What happened and how to detect it ?

As I said in the introduction, kernel relies on the program header table (which generally follows the ELF header) and map PT_LOAD program headers into memory (see my articles on ELF packer I wrote). So, section headers are totally optional in ELF binaries, and are just metadata, since everything dynamic linkers need to know are stored in program headers of type PT_DYNAMIC. So we can easily spoof almost any section header without impact on a program's execution, but disassemblers (even IDA ;)) will be fooled and will produce incoherent disassembly, because disassemblers rely on section headers, which are not reliable.

Anyways, there are some ways to detect it.
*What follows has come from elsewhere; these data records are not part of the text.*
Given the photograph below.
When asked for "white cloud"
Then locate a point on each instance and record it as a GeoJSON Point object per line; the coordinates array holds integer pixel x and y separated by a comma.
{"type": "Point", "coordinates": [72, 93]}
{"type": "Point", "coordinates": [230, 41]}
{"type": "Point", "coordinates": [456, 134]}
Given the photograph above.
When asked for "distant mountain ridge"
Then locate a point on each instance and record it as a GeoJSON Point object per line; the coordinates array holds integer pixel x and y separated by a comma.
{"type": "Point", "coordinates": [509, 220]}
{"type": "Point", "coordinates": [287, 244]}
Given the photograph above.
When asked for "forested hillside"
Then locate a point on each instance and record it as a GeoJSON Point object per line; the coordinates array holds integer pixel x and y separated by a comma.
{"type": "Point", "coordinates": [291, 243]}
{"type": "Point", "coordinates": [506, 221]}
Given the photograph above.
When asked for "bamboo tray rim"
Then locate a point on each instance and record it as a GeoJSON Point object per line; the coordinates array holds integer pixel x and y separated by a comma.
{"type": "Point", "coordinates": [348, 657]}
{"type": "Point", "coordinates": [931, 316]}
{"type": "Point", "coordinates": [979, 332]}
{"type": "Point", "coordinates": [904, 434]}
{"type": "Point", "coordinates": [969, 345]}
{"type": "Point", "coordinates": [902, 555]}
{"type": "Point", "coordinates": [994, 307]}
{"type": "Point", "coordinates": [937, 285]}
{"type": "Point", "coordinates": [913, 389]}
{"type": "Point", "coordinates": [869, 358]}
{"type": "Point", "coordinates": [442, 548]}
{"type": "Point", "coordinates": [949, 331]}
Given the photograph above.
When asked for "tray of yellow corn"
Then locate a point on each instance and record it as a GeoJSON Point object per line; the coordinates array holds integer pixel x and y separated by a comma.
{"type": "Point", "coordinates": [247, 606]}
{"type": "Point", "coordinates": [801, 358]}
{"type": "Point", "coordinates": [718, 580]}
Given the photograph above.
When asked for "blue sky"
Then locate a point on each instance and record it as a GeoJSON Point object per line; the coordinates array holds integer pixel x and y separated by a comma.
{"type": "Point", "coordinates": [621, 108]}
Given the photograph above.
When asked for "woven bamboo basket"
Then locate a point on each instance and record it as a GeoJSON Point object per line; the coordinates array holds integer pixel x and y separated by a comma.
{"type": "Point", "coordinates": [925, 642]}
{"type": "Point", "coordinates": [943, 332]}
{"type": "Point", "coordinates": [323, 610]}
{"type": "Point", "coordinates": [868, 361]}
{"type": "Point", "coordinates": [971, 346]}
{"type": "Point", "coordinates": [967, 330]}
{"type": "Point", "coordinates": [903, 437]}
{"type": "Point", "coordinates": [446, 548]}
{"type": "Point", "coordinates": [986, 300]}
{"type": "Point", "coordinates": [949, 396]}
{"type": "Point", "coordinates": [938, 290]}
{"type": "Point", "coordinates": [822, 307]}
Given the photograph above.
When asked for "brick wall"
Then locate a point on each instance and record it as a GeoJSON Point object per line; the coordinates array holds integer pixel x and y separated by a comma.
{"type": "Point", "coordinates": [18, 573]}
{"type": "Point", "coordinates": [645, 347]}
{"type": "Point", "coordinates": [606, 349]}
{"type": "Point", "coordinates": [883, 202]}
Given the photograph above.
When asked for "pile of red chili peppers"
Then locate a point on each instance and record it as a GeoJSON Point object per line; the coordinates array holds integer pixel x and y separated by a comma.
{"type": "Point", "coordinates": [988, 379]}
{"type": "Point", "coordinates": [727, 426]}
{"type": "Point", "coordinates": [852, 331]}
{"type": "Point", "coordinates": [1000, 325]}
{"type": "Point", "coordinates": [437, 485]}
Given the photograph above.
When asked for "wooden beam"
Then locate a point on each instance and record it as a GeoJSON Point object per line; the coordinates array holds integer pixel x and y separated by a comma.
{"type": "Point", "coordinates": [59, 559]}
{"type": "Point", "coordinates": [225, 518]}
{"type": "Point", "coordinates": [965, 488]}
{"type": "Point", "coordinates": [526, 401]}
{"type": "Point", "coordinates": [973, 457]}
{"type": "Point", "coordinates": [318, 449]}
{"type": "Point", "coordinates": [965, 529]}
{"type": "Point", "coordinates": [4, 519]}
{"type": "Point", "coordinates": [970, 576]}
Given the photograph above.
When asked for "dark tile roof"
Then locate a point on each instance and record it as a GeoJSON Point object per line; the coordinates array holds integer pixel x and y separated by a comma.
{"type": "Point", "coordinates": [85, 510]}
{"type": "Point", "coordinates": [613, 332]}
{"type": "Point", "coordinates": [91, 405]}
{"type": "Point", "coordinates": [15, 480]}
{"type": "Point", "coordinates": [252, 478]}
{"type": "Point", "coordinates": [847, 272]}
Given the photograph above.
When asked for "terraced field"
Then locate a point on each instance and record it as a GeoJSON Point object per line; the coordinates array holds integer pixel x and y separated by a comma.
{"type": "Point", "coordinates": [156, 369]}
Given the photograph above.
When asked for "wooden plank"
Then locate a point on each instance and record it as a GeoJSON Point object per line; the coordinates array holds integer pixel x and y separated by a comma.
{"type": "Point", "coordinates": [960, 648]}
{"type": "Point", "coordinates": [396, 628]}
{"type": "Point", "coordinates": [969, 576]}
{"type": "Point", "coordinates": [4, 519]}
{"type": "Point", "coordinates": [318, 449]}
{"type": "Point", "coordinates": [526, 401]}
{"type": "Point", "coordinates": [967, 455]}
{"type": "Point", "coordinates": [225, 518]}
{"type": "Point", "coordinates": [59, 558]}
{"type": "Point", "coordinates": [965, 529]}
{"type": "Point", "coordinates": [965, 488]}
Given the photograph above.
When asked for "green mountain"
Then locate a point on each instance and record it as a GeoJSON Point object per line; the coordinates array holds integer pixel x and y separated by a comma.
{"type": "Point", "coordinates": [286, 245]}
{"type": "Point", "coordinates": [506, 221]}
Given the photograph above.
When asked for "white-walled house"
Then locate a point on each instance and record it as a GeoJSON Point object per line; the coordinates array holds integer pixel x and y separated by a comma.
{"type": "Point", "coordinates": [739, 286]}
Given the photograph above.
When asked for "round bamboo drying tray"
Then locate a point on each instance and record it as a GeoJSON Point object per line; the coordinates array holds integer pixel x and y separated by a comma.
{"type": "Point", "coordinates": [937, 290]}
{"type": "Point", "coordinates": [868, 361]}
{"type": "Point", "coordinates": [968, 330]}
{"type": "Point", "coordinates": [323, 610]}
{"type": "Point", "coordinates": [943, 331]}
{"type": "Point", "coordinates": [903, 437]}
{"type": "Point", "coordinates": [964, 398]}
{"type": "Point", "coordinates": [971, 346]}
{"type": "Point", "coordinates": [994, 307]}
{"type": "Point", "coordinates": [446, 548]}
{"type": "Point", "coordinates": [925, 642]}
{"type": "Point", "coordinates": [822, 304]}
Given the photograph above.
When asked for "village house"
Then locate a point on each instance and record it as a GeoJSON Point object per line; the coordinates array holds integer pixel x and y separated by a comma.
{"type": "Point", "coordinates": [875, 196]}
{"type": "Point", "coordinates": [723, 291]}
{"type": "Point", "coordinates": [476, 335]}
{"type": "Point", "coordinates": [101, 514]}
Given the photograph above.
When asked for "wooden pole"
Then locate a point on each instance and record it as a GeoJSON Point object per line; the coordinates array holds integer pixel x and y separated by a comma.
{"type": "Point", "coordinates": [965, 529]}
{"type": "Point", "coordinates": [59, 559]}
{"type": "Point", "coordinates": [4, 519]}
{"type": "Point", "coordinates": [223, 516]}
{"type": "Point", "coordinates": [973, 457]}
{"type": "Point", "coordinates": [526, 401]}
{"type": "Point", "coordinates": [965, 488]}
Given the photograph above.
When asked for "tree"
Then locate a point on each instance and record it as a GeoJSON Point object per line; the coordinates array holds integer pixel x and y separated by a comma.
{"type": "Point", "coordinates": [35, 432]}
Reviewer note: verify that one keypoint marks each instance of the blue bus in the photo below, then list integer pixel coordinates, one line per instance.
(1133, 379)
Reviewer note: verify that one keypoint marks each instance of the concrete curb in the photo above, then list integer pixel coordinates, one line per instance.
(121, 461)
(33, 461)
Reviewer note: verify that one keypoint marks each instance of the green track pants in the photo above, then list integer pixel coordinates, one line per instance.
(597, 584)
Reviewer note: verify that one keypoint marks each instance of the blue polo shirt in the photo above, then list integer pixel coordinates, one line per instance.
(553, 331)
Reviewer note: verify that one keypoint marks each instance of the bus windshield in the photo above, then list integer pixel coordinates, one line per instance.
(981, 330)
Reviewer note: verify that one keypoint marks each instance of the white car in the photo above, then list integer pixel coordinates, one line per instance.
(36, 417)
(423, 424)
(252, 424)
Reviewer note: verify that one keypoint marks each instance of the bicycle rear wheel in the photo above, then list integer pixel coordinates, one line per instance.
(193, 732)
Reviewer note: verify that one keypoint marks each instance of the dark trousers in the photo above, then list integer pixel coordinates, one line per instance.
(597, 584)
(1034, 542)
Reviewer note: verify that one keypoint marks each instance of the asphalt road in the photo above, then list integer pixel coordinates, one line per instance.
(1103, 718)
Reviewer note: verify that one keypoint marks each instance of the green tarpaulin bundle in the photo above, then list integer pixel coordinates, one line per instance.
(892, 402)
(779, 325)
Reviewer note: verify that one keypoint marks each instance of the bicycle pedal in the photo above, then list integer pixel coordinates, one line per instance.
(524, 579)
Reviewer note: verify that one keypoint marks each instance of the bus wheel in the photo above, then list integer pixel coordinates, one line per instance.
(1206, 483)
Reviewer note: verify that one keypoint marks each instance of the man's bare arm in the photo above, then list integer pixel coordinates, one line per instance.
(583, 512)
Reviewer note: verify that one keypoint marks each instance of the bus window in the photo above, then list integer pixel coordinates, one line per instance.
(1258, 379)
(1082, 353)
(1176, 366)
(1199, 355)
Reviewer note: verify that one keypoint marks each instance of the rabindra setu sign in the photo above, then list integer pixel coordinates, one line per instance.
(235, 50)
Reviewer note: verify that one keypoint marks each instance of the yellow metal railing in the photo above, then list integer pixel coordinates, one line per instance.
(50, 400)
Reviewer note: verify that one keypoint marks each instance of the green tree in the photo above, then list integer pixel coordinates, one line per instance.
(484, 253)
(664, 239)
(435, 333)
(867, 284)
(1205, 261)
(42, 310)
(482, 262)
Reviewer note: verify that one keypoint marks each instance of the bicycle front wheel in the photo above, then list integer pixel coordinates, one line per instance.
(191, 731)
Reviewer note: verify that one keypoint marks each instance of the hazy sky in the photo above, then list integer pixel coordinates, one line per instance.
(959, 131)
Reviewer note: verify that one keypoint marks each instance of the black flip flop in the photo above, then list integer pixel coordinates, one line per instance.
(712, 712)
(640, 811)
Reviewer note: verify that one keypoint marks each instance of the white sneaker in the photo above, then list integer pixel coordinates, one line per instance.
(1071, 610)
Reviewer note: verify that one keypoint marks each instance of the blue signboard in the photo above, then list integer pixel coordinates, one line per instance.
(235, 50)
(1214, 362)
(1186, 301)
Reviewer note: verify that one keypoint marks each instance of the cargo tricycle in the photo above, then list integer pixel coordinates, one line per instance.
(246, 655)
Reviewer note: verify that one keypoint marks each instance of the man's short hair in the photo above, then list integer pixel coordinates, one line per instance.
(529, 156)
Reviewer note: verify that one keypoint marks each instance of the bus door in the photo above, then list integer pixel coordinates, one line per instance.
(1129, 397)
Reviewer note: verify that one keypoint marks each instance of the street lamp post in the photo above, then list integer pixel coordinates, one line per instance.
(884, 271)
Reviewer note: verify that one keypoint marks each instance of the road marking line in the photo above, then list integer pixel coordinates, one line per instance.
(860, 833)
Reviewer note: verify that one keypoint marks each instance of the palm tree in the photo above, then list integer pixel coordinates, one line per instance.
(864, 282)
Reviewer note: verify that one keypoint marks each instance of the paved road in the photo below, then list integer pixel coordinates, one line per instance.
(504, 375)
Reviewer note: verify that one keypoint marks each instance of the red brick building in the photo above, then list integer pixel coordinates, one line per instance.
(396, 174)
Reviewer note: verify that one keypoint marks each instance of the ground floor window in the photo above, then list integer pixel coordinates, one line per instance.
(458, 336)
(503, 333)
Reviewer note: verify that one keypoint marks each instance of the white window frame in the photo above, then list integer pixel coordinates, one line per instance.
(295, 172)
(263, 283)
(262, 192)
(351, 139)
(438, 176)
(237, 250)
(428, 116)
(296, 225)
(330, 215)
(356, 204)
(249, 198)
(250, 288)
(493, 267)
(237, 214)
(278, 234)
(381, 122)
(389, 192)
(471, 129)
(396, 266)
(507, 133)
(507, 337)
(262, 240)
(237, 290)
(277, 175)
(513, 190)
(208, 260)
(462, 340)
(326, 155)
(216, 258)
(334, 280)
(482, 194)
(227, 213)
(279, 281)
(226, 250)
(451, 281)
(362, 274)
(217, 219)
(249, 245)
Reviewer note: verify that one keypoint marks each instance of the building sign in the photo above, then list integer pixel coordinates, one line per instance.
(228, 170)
In almost binaries generated by compilers, virtual address usually have the same last digits of the offset. For exemple, 0x08048130 will match offset 0x130 in the file, or 0x0804956 can match offset 0x156. But with this manipulation we can see that offsets doesn't match at all virtual addresses, which can indicate that a binary was modified. Another way to detect it is to erase section header offset and size in the program header, which will force disassemblers (IDA and radare2 for instance) to rely on program headers for disassembly, or trying to fix section header manually.